Cigna Settles Denied Disabilities Claims


. By Heidi Turner

Cigna has agreed to settle wrongly denied disability claims with a variety of states. The states alleged three Cigna-operated companies improperly handled insurance claims. Improperly denied insurance claims can lead to bad faith insurance lawsuits against insurance companies.

Maine Insurance Superintended Eric Cioppa announced on May 22, 2013, that a settlement was reached with Life Insurance Company of North America, Connecticut General Life Insurance Company and Cigna Health and Life Insurance Company regarding allegations that the companies did not properly assess disability insurance claims. According to a press release issued by Cioppa, the companies set aside $29 million for claims that are still open and $48 million in reserves in case benefits that were previously denied are overturned.

The companies have also agreed to change the claims handling process, provide a program so that the new claim procedures can be applied to wrongly denied claims and pay fines of more than $1.6 million. Other states involved in the settlement were California, Connecticut, Massachusetts and Pennsylvania.

According to documents from the Maine Bureau of Insurance, an investigation into the claim handling practices of the three companies began on September 15, 2009. Among concerns were that the companies’ claim handling practices did not conform with the Unfair Methods of Competition and Unfair and Deceptive Acts and Practices in the Business of Insurance Model Act (1972), and the unfair trade practices acts of Maine and Massachusetts.

Regulators said Cigna denied claims that should have qualified for payment of benefits, including new and ongoing claims.

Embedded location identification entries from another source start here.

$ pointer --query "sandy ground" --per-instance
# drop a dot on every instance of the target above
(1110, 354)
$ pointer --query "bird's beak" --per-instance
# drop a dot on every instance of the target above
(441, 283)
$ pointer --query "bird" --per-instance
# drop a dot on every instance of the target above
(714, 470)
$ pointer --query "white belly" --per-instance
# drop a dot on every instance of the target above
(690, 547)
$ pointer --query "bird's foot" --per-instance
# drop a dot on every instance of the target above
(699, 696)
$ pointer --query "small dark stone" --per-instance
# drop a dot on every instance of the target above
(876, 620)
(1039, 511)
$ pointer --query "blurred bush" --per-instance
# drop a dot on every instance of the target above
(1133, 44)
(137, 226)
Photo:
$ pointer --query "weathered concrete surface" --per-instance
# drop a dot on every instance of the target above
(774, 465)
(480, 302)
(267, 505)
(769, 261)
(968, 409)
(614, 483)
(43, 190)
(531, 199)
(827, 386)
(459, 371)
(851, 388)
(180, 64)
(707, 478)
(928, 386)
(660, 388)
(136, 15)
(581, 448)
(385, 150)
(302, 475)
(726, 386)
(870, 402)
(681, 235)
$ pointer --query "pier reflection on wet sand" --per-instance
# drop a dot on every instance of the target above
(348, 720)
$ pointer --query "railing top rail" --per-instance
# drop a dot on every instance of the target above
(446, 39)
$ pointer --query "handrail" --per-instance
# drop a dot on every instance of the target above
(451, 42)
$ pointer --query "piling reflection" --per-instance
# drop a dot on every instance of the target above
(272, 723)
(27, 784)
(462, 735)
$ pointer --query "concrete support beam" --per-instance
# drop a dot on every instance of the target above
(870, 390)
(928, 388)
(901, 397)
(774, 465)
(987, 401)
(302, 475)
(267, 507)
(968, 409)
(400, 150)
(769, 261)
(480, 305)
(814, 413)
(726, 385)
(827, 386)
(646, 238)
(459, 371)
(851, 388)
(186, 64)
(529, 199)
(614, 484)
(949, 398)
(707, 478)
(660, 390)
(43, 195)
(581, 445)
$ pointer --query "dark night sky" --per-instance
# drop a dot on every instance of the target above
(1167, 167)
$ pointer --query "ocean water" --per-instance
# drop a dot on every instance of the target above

“The state examinations showed that these three CIGNA companies were lax and not using available information to appropriately process disability income and insurance claims,” Pennsylvania Commissioner Michael Consedine said in a news release.

Unfairly denied insurance claims is a common complaint among those who take issue with insurance companies. Allegations have been made that claims are unreasonably delayed or denied through highly unethical means, including requiring duplicate paperwork being sent, claiming required paperwork was not received, or ignoring or contracting the medical opinion of the claimant’s medical professional.

When insurance companies have been found to practice bad faith insurance, claimants may be able to file a lawsuit or an appeal.